Improving Inpatient Management of Parkinson’s at SWBH
The 2006 NICE guidelines for Parkinson’s offer advice for the best management of hospital inpatients with Parkinson’s.¹ The guidance advises that Parkinson’s drugs should not be withdrawn abruptly or changed suddenly on admission to hospital. This involves making every effort to give Parkinson’s drugs at the usual time and at the patient’s usual dosage. Adjustments to their medication or their normal regime should only occur after discussion with a Parkinson’s specialist. The guidance also advises that Speech and Language therapy (SLT) input should be available to inpatients where necessary. The importance of local application of NICE guidelines is well recognised and has been audited nationally.²
The aim of this audit was to evaluate our Trust’s Parkinson’s Service against the national guidelines. Currently, within the Trust there are no local guidelines in place for the inpatient management of this complex disease.

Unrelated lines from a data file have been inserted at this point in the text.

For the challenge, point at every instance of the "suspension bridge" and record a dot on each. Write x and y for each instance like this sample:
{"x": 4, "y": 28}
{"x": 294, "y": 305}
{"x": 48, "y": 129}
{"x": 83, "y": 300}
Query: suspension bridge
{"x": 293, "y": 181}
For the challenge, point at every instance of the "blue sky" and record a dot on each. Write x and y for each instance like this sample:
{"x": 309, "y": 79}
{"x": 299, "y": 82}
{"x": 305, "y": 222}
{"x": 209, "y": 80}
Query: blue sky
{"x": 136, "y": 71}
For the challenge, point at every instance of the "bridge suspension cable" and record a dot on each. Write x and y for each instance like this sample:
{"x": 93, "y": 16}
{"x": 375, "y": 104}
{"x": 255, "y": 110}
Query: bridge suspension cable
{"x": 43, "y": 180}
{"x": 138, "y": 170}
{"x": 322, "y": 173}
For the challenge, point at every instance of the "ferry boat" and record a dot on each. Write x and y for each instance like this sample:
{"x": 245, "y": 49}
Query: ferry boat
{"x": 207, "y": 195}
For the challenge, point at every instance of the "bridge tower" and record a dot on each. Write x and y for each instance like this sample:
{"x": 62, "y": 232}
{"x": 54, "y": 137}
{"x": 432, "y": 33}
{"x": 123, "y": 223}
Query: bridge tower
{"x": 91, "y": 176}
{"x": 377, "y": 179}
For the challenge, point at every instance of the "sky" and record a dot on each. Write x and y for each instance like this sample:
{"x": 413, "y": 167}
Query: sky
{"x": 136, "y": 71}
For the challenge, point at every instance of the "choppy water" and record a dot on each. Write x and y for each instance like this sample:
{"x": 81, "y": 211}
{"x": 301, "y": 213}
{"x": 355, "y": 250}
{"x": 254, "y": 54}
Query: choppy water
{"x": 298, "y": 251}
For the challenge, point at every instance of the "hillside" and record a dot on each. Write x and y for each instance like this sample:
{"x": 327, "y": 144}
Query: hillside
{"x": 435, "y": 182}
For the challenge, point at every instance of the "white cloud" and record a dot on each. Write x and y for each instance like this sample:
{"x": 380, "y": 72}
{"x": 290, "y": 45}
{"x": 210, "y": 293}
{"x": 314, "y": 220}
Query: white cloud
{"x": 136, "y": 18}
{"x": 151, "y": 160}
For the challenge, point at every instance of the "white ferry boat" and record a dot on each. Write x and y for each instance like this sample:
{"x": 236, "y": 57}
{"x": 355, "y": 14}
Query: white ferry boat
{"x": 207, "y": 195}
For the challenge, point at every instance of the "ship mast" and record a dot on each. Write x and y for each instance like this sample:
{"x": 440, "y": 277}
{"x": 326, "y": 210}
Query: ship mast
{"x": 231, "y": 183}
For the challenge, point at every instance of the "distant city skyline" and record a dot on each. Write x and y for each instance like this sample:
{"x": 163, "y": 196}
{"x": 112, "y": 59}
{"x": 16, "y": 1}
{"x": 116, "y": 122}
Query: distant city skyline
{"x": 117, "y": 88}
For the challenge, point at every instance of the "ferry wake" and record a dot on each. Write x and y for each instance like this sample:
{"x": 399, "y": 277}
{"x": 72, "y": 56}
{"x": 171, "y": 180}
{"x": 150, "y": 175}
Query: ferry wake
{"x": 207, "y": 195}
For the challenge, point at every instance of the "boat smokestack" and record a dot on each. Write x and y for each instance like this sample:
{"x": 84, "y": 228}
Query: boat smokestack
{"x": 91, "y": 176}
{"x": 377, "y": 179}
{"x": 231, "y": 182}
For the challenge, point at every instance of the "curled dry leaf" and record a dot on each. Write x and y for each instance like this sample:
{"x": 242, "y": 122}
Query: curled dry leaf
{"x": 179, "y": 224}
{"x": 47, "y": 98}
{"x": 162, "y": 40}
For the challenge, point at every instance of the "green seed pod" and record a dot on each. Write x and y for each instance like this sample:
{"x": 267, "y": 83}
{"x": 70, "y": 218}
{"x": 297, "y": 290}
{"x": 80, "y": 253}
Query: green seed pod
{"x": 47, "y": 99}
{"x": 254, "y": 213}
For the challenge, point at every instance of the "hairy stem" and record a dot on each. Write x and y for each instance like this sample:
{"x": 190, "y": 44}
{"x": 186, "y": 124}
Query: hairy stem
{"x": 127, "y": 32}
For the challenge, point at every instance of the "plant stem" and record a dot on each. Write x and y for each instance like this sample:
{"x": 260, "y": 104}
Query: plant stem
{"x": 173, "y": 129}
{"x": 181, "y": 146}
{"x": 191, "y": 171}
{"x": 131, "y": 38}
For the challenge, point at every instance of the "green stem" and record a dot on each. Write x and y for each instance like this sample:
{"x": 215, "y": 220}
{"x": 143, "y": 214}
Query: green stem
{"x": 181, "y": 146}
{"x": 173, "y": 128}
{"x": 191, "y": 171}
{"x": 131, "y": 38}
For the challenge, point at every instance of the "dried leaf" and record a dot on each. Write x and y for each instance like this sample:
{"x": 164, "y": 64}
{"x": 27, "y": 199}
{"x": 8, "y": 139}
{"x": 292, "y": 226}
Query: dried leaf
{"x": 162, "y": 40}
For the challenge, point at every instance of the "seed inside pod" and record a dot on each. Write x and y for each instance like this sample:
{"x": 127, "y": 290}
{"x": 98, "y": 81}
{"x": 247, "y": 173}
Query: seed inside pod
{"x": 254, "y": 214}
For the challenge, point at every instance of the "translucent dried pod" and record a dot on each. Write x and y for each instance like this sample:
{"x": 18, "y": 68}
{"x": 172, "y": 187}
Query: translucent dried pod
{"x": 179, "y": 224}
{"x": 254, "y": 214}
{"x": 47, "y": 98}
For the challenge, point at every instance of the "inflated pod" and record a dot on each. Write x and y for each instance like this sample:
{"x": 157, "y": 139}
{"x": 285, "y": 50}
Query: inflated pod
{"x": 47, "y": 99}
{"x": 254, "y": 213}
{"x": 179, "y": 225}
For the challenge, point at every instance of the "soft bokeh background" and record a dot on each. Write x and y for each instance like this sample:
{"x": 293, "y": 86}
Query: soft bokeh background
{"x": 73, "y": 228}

The Trust’s coding department identified all patients with Parkinson’s that had been admitted over a one year period between July 2013 – July 2014. 207 of the 560 patients identified were selected for audit with the remaining 353 patients excluded because they were: elective admissions, admissions less than 24 hours or where a formal diagnosis of Parkinson’s had not been made.
Data was collected by retrospective audit of 40 admissions, using a proforma tool based on NICE guidelines for Parkinson’s.
PD medications administration
117 doses of various Parkinson’s medications were missed during in patient stay. 37% of patients brought their medication into hospital with them. Doses were also missed due to incomplete prescribing in 30% of cases, despite 92% of patients had a medication list available at the time of admission; either they were not prescribed or were prescribed incorrectly. Of those prescriptions that were incomplete, the majority took more than 48 hours to be corrected. Where the drug was non-formulary, it was often not immediately available, leading to delays in receiving their medication.
Referrals to Parkinson’s specialists
Patients were admitted for a range of clinical reasons and were managed by a mix of specialities. Of the 40 patients, 9 were managed on elderly care wards with direct input from a Parkinson’s specialist with the remainder of patients managed on other wards. 65% of patients were not referred to a Parkinson’s specialist.
However, where referrals were made to a Parkinson’s specialist, the time to review was efficient; 50% of referrals being made were within one day of admission and 57% were reviewed by a Parkinson’s specialist less than 48 hours later.
Nearly half of the patients were made nil-by-mouth at some point during the admission. However, only 37.5% were referred to SLT and, of those, less than half were seen within 24 hours. Alternative routes of Parkinson’s medications were considered; of the 19 patients nil-by-mouth, 8 had nasogastric tube in place, 5 had Madopar dispersible tablets and 6 had a Rotigotine patch.
Parkinsons medications are being missed inappropriately. There is a lack of referral to Parkinson’s specialists in the Trust even though Parkinson’s is a very complex disease to manage. These findings reflect a lack of knowledge of Parkinson’s management amongst allied healthcare professionals and need for development of an inpatient pathway.
The Trust is developing an inpatient management of Parkinson’s pathway to improve patients’ continuity of medications on admission and to facilitate the direct admission of Parkinson’s patients to elderly care wards which have input from a Parkinson’s specialist. This will be made available to access via the Trust’s intranet. It is also necessary to liaise with pharmacy and the drug and therapeutic committee to improve availability of Parkinson’s
medications on wards.
To improve understanding of Parkinson’s, the audit findings were presented on the elderly care ward alongside an informative poster to educate allied healthcare professionals about Parkinson’s. Ward based education on nil-bymouth decisions took place to ensure nurses are aware of the importance of prompt referral to SLT, who should prioritise Parkinson’s referrals to be seen within 24 hours. To improve knowledge of Parkinson’s amongst junior doctors, teaching sessions will be delivered to raise awareness on the complications associated with abrupt withdrawal or sudden changes of Parkinson’s medications.
E Baker, A Majeed, N Afsheen, H Naqvi
- Parkinson’s disease – Diagnosis and management in primary and secondary care, NICE clinical guideline 35, 2006
- Parkinson’s UK Clinical Steering Committee, National Parkinson’s audit 2012.